The intercutting of past and present is skillful and meaningful in ways that advance our understanding of the characters. "Sunny" does suffer a bit from the Korean penchant for hand-wringing melodrama, although — practically in the first scenes of the movie — it also satirizes it.
Writer-director Kang Hyeong-Cheoi has a keen grasp of what motivates teenagers, which is mostly a desire to be an individual while also being like everyone else. In "Sunny" there’s a lot of talk of double-eyelid surgery and Nike logo lust. And that’s another reason it seems so Hughes-ish. It’s set firmly in the 1980s.
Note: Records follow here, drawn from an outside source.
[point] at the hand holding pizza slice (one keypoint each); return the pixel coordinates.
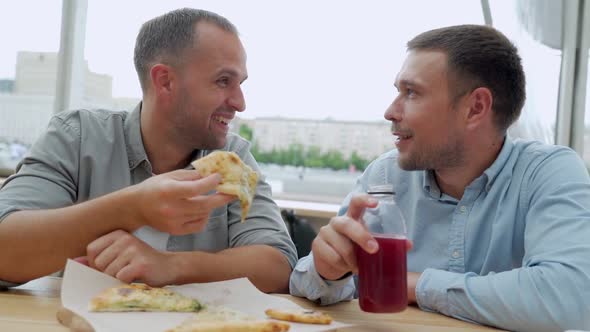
(237, 178)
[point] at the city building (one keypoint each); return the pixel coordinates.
(367, 139)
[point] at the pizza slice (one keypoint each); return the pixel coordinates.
(140, 297)
(237, 178)
(226, 320)
(299, 316)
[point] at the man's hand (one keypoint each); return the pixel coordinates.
(125, 257)
(177, 202)
(412, 283)
(333, 248)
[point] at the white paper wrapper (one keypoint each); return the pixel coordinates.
(81, 283)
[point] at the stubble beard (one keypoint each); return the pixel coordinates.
(441, 156)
The movie also uses out-and-out cursing as a comic tool better than any movie in memory. A director’s cut recently opened in South Korea, where the movie is a hit, which restores 10 minutes of girl fighting and profanity.
As adult Na-Mi, Yoo Ho-Jeong is adorable and a bit frazzled; she’s rather like a Korean Mary Steenburgen. She manages the difficult bit of eliciting empathy for a character who has gone from duckling to swan, seemingly has it all and yet yearns for her duckling days. As teen Na-Mi, Shim Eun-Kyeong is a fresh comic face, and the world’s worst dancer. They’re all upstaged by Ko Su-Hee as a size-large insurance agent with dreams of double eyelids.
"Sunny" is a monster hit in South Korea, one of the biggest movies of the year.
Although it looks back on adolescence with good humor, the film doesn’t forget that for most people the teenage years are the most vivid period of their lives, the most exciting, the most frightening, the most glorious.
And then it inevitably goes away, swallowed up by gray adulthood.